Previously, it was shown that AglZ forms distributed clusters in isolated cells, while in large cell groups or methylcellulose, AglZ was diffuse along the cell length, only forming dominant clusters at the leading cell pole (Mauriello et al., 2009a). To test whether the localization of AglZ is also regulated by the hardness of the substratum, we spotted the aglZ::gfp cells on hard (1.5%) or very hard (5%) agar or agarose. We observed no significant difference in cluster formation between 1.5% and 5% agar or agarose, suggesting that the localization of AglZ was not directly regulated by substratum hardness (data not shown).
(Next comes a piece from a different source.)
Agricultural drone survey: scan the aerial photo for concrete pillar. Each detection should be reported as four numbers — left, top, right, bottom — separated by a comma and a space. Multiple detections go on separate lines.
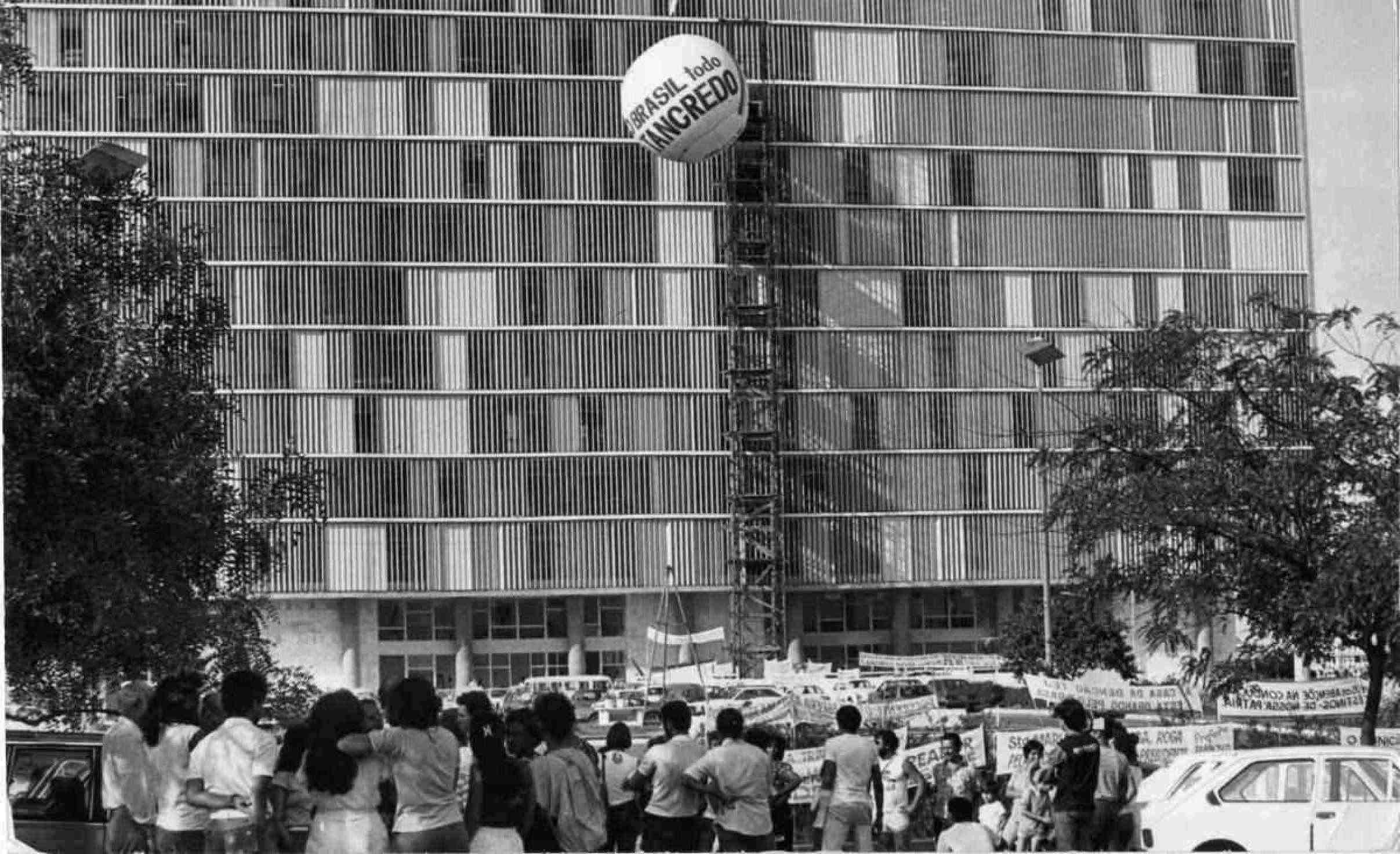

Genes downstream of agmU are required for functional localization of AgmU and AglZ
Figure 7B shows that all seven of the deletion mutants showed A-motility defects to some degree. Figure 7C shows the effect of these mutations on the localization of AgmU and AglZ. AgmU::mCherry localization was clearly defective in the aglT, pglI and agmK mutants, but relatively unchanged in the other mutants and in the aglZ mutant. Western immunoblot analysis using anti-AgmU antibodies showed that the aglT mutant produced very little AgmU (Fig. S2). Because AglT may be a lipoprotein, we speculate that AglT regulates the folding of AgmU and/or protects mature AgmU from digestion by periplasmic proteases. The pglI and agmK mutants showed AgmU localized near the membrane and in aberrant clusters at the leading pole or at both the leading and lagging poles (Fig. 7C). However, these mutants showed no significant change in the amount of AgmU found in the periplasm or cytoplasm (data not shown), suggesting that the cytoplasmic AgmU was concentrated at the cell poles. Interestingly, the pglI and agmK mutants failed to form distributed clusters along the cell length. Additionally, they did not form clusters on 5% agar (Fig. S3). The localization of AgmU in these mutants suggests that PglI and AgmK serve to sense the hardness of the substratum or function in the positioning of the ‘focal adhesion’ sites. PglI is a TonB homologue, while AgmK is a large TPR protein with unknown function.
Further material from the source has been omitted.